GEMM Micro Kernel

The GEMM Micro Kernel computes the GEMM operation \(C \leftarrow \beta C + \alpha A B\) where

\(A\) is a \(M_r \times k\) matrix with row increment 1 (i.e. col major)
\(B\) is a \(k \times N_r\) matrix with col increment 1 (i.e. row major)
\(C\) is a \(M_r \times N_r\) matrix which can be row or col major.

Exercise: Test Framework

Parameters \(M_r\), \(N_r\) are defined through macros. You can choose arbitrary values. However, it is usually a good idea to use pairwise different values. (Why?)
In main the following test case should be setup:
- Allocate a \(M_r \times k\) matrix \(A\).
- Allocate a \(k \times N_r\) matrix \(B\).
- Also make sure that \(M_r\), \(N_r\) and \(k\) are pairwise different.
- Allocate two \(M_r \times N_r\) matrices \(C_0\) and \(C_1\).
- Initialize all matrices. Hereby \(C_0\) and \(C_1\) should be equal.
- Print matrices \(A\), \(B\) and \(C_0\).
- For some fixed value of \(\alpha\) and \(\beta\) compute \(C_0 \leftarrow \beta C_0 + \alpha A B\) with a reference implementation for GEMM.
- Print \(C_0\)
- Print \(C_1\)

Note: Print the name of the matrix before you print its value.

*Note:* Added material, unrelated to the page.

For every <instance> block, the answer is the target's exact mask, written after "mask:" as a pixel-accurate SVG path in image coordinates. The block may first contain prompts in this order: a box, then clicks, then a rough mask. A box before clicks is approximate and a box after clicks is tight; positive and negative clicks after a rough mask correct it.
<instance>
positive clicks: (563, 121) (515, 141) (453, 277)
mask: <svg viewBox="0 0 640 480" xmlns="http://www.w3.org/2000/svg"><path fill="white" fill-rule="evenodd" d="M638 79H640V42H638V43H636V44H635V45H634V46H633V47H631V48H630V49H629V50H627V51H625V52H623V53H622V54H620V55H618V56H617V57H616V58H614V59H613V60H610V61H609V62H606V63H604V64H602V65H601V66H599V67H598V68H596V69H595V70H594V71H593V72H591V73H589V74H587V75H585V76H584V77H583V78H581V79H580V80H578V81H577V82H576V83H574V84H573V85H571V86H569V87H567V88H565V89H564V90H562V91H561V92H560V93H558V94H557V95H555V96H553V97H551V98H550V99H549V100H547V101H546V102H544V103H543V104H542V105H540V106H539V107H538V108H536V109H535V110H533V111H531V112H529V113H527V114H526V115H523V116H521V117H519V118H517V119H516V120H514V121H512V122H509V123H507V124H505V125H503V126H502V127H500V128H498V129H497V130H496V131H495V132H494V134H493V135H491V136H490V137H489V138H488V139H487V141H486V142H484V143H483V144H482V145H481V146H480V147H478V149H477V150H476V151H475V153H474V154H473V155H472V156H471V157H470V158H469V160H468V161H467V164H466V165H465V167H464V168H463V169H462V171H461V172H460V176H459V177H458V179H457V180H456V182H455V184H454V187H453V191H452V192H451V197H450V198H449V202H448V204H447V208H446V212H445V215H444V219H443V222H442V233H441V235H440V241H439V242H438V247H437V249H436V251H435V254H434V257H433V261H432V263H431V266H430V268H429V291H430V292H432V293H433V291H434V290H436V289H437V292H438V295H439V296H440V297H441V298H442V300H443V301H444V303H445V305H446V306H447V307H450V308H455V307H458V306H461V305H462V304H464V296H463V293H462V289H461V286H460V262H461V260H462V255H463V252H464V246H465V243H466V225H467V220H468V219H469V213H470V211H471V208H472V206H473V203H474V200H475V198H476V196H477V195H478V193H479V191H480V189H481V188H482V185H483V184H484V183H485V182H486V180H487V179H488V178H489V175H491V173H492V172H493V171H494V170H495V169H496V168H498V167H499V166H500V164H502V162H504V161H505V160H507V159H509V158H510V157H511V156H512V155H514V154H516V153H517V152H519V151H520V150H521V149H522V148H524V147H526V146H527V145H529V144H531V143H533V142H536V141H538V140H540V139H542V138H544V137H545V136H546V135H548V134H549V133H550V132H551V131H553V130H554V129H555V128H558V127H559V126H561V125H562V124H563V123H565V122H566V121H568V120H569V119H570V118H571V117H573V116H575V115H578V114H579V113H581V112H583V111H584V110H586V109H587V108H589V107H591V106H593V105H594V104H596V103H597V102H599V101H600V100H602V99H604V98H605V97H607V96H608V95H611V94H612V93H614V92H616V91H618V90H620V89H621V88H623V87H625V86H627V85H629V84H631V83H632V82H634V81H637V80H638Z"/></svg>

Exercise: Implement and call the micro kernel

The signature of the micor kernel is defined by

void
dgemm_micro(size_t k, double alpha,
            const double *A, const double *B,
            double beta,
            double *C, ptrdiff_t incRowC, ptrdiff_t incColC);

Why are there no dimensions \(m\) and \(n\) for \(C\)?
Why are there no row and column increments for \(A\) and \(B\)?
What are the fastest variants to realize the GEMM operation in this case?
Implement the operation as follows:
- Use a buffer \(AB\) on the stack with length \(M_r \cdot N_r\).
- Zero initialize the buffer.
- Compute \(AB \leftarrow A B\) (using on of the two optimal variants!)
- Compute \(C \leftarrow \beta C\). Recall that the case \(\beta=0\) needs special treatment. (Why?)
- Compute \(C \leftarrow C + \alpha AB\).